May 19, 2023 - Technology

Business email compromise is on the rise, Microsoft warns

Illustration of a laptop wearing glasses and moustache set disguise.

Illustration: Aïda Amer/Axios

An often-overlooked cybercrime tactic is getting more sophisticated and growing in popularity among criminal gangs, Microsoft warned in a report released Friday.

Why it matters: Business email compromise — where a criminal poses as someone a victim regularly interacts with in their daily lives to lure them into sending money or confidential information — remains one of the most lucrative tactics for cybercriminals.

  • Last year, the FBI saw nearly 22,000 complaints about business email compromise cases and reported losses of more than $2.7 billion tied to these scams.
  • However, this tactic is often eclipsed in public conversations about cybercrime by ransomware and data theft.

The big picture: Microsoft detected and investigated 35 million attempted cases of business email compromise between April 2022 and last month, according to the report. The company also warned that "nearly all forms of BEC attacks are on the rise."

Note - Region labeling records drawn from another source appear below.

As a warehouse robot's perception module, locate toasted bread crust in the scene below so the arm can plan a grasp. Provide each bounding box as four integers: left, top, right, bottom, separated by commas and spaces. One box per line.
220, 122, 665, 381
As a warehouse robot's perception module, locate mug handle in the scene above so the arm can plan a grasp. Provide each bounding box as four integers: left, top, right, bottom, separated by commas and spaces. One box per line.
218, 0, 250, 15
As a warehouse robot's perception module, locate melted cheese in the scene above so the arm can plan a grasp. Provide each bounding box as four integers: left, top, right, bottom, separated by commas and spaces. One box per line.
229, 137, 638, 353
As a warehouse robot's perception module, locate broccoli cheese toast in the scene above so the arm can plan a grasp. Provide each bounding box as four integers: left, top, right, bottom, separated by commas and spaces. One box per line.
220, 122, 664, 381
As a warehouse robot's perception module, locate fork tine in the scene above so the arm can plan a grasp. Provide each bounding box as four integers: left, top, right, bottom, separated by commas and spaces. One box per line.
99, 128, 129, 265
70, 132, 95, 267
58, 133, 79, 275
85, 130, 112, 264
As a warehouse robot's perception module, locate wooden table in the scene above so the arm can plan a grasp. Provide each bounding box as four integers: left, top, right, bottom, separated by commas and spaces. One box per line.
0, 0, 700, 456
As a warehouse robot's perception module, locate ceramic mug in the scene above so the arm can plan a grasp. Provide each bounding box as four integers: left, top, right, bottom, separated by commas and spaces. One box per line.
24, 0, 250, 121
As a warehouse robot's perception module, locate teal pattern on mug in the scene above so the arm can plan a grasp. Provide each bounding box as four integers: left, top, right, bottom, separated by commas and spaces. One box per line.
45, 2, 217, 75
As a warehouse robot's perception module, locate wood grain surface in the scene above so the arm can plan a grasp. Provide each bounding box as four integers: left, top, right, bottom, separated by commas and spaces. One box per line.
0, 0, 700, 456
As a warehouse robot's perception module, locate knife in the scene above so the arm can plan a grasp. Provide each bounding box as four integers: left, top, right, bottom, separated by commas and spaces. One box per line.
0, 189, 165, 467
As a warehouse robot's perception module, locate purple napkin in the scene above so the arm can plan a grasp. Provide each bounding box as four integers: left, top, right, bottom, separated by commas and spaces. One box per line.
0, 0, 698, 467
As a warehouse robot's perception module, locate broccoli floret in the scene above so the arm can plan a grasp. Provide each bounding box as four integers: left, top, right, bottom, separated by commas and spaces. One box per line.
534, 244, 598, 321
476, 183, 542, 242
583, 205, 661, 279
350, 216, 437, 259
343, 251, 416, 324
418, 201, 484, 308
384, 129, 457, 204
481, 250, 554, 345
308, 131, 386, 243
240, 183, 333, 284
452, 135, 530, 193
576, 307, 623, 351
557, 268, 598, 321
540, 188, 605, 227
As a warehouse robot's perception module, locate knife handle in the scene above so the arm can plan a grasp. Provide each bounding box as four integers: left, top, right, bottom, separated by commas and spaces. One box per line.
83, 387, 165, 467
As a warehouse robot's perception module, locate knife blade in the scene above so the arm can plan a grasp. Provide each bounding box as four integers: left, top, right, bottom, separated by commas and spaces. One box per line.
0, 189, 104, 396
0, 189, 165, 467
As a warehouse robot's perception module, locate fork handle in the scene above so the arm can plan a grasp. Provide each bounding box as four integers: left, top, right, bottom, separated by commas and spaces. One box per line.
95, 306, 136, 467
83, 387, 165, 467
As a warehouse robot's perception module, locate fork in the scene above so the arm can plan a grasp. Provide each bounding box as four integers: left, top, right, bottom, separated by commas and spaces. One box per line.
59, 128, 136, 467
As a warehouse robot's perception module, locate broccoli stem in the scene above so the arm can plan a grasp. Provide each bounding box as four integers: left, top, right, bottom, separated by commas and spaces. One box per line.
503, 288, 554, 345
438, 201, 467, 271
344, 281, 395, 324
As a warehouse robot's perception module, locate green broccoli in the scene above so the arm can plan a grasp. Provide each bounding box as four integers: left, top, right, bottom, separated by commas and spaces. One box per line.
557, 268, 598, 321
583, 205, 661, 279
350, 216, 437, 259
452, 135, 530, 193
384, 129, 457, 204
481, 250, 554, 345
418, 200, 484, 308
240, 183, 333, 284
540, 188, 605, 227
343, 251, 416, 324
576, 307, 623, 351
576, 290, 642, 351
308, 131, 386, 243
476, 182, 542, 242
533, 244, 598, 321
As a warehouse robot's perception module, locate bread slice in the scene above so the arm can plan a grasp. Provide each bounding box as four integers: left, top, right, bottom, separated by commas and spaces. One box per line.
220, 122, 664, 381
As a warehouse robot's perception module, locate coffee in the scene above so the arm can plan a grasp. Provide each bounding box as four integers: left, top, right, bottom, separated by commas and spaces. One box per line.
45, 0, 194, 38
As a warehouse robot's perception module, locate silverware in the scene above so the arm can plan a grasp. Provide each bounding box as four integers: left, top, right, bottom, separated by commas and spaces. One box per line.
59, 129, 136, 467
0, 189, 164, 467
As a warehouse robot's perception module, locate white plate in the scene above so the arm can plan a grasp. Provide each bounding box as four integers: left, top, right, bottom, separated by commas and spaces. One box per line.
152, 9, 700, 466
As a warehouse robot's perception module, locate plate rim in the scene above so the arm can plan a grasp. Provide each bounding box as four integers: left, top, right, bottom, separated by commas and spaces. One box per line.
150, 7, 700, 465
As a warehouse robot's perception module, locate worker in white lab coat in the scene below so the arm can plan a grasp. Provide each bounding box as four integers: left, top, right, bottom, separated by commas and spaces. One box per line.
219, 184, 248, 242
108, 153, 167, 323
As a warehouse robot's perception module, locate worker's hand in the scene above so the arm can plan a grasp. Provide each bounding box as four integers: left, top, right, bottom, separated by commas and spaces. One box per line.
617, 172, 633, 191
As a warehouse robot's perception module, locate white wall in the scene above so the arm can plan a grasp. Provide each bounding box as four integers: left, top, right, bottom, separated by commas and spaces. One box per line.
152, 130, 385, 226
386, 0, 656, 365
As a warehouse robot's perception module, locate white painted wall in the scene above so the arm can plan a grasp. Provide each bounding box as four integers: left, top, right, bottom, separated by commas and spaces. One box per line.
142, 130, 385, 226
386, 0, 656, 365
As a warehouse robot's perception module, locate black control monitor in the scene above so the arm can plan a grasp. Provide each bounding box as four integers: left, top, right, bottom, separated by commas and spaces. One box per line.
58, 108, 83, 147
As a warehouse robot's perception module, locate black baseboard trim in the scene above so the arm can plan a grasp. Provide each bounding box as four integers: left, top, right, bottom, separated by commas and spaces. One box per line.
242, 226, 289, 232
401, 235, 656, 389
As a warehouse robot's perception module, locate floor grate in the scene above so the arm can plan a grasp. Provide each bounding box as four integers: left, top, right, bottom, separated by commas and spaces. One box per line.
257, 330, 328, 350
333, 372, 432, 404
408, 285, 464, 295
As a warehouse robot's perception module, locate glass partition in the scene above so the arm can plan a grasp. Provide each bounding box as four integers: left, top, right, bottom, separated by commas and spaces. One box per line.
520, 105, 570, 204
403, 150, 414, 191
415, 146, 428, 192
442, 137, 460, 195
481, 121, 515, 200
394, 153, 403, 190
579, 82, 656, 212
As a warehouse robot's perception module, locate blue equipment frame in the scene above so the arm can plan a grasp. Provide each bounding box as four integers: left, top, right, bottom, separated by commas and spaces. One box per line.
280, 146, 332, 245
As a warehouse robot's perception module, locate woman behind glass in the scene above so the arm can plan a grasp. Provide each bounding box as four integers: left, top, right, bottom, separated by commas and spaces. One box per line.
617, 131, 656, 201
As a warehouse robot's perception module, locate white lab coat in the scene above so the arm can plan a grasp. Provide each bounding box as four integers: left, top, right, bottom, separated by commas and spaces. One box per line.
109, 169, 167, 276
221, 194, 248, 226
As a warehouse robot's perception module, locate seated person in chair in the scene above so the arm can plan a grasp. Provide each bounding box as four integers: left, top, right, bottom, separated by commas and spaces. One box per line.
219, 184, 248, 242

  • Attackers in these scams have started adopting new tools and tricks to avert traditional email security tools, such as those that flag when an employee is sending an email from a different location, Microsoft warned.

What they're saying: "Microsoft shares federal law enforcement and other organizations' concern that this trend can be rapidly scaled, making it difficult to detect activity with traditional alarms or notifications," Vasu Jakkal, corporate vice president of security at Microsoft, wrote in a blog post.

The intrigue: One of the new tools attackers have latched onto is BulletProftLink, which helps users do everything from setting up email templates to hosting malicious sites linked in the phishing emails.

  • The attackers will also purchase IP addresses from third parties to create "residential IP proxies" that allow cybercriminals to "mask their origin" so it looks like the email came from the same place their victims are based, the Microsoft report said.
  • After those tools are in place, attackers need only rely on their social engineering skills to craft a believable message, per the report.

Be smart: Microsoft suggests organizations set up their email systems to flag messages sent from external parties and retrain employees to spot the warning signs of a malicious email.